When I was an actively
When I was an actively involved and supportive SM, SD still told lies about me. I took her to school, helped with homework, chauffered to gymnastics, did summer activities, etc. In spite of "treating her like my own" I was still lied about. I knew the truth and that was all that mattered to me. I drew a hard line in the sand after that and figured if lies were going to be made up about me, then I might as well stop. This is when I disengaged and I never looked back!
I stopped caring what the
I stopped caring what the step-diablas think of me once I realized how low-class, impolite, and inconsiderate of others they are. Why should I care what such tasteless people think of me? I dislike them so strongly that I no longer care what they think of me. I actually don't want them to like me anymore. If they don't like me then maybe they'll stay away from our home.
Elea,,,you literally just
Elea,,,you literally just described exactly what I have been wishing for some time. I hope I get that for Christmas even since that would be a gift in and of itself...the one that keeps on giving the whole year! I am with you in that I actually want my also Low Class SD30 to dislike me, chalk me up as being unreliable enough so that she doesnt expect anything from me anymore. She can just stay "far far away" like she "promised" the last time we ummm talked ( more like her throwing a fit . wouldnt call that a conversation since thats what you would actually have with another reasonable adult, which she has shown she is not.
I feel like I already replied with this some time before, but its laughable that she promised that since well..she has very very rarely come around before this blow out, unless she needed something. . So, she was "promising" something that already has been the norm so her "threat" has no effect of any change whatsoever yet she comes off like its supposed to.

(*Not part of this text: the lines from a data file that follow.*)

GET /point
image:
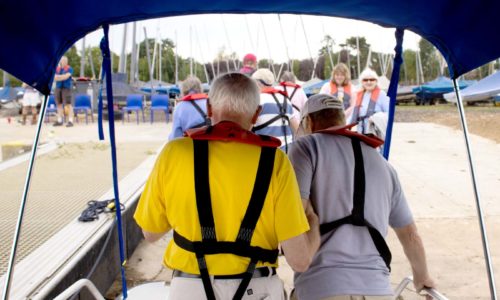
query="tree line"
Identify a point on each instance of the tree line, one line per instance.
(418, 66)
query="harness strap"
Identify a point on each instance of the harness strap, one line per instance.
(241, 246)
(356, 217)
(259, 192)
(202, 190)
(269, 122)
(207, 121)
(282, 113)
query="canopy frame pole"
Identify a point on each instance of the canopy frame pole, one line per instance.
(393, 89)
(17, 233)
(484, 237)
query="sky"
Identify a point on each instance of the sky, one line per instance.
(296, 36)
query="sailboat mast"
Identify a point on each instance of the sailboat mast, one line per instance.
(123, 56)
(133, 56)
(82, 59)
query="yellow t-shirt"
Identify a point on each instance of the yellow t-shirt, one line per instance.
(168, 202)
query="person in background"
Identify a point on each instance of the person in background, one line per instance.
(230, 193)
(276, 118)
(249, 64)
(357, 196)
(30, 102)
(340, 86)
(296, 94)
(369, 100)
(191, 111)
(64, 85)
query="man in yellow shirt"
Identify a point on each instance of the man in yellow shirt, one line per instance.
(231, 197)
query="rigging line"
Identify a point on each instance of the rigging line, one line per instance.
(228, 42)
(176, 59)
(250, 35)
(484, 237)
(284, 42)
(201, 54)
(109, 91)
(308, 47)
(190, 51)
(268, 48)
(328, 44)
(17, 233)
(210, 51)
(150, 66)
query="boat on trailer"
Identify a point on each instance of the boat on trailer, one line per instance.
(40, 47)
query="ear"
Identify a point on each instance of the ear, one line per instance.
(209, 108)
(256, 115)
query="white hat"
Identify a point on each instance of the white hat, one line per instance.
(264, 76)
(368, 73)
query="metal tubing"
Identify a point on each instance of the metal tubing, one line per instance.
(487, 256)
(77, 286)
(10, 269)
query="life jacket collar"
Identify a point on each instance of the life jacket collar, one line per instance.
(290, 84)
(371, 141)
(271, 90)
(228, 131)
(192, 97)
(66, 69)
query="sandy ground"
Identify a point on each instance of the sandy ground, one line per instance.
(432, 166)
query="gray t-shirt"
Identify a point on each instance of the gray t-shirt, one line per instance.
(347, 262)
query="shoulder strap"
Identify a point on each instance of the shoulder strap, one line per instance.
(202, 190)
(357, 216)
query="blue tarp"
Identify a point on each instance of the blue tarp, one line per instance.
(31, 49)
(439, 86)
(484, 89)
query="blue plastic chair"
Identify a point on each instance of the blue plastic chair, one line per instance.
(134, 103)
(51, 108)
(83, 105)
(159, 102)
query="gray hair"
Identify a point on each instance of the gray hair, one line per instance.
(288, 77)
(191, 85)
(235, 94)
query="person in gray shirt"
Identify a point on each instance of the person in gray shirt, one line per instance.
(357, 196)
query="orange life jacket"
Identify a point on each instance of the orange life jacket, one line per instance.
(192, 97)
(371, 141)
(231, 132)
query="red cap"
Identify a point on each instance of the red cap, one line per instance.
(250, 57)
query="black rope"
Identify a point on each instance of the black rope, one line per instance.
(96, 207)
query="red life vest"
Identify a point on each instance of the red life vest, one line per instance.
(228, 131)
(334, 89)
(192, 97)
(371, 106)
(66, 69)
(290, 84)
(371, 141)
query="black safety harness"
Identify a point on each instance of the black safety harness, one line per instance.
(191, 98)
(357, 216)
(281, 115)
(241, 246)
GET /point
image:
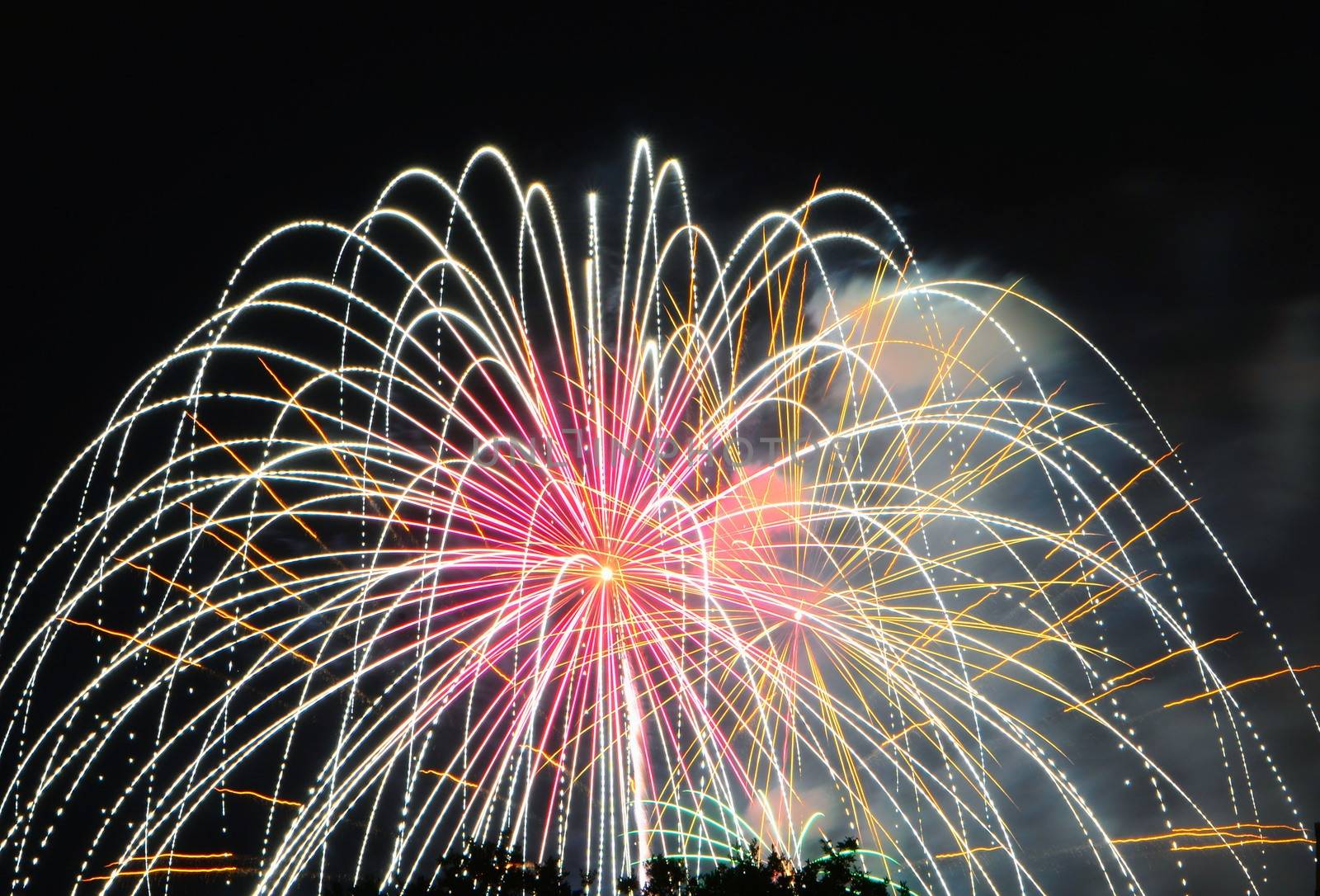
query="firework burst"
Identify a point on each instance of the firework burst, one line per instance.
(624, 545)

If they don't get their way,
The SD's have always used abandoment of DH as a threat. When BM still lived close by they would storm off saying, "We're going home!" at the slightest perceived slight or inconvenience. I always knew it was an idle, tantrumy threat, but DH seemed to think it meant something, or at least he used it as an excuse as to why I should accept their hostile behavior and actions. He said he was fearful they will sever their relationship with him.
BM is a coward and easily scared off if she thinks her mask is about to fall or if cracks are starting to form in her image control. Some of these traits have rubbed off on SD's.
Up until recently, the SD's weaponized abandonment and the need for image control ended up working to my advantage in keeping the SDiablas's at bay. They are so easily offended and then they storm off in a huff.
However, now that BM has moved away and DH has set stronger boundaries and begun to hold the SD's feet to the fire they are toughening up a bit. Their threats of abandonment aren't working as well as they used to. I am trying to navigate the pivot of them coming around more yet continuing to be assh*les.
I have taken off the kid gloves that DH seems to want me to wear. I don't care if they think I am mean or cold or whatever negative characterization they want to put on me because I know the truth is that they are awful and I have responded accordingly. The problem is their actions and behavior, not my response to their actions and behavior.
I really don't care how big of jerks they are as long as they stay away from me and my kids. My hope is that we get to the point that DH only sees them outside of our home.
I used to wish we could repair our relationships but I have realized that is probably just a pipedream. I think the best outcome is for them to live their lives and us to live ours, separately.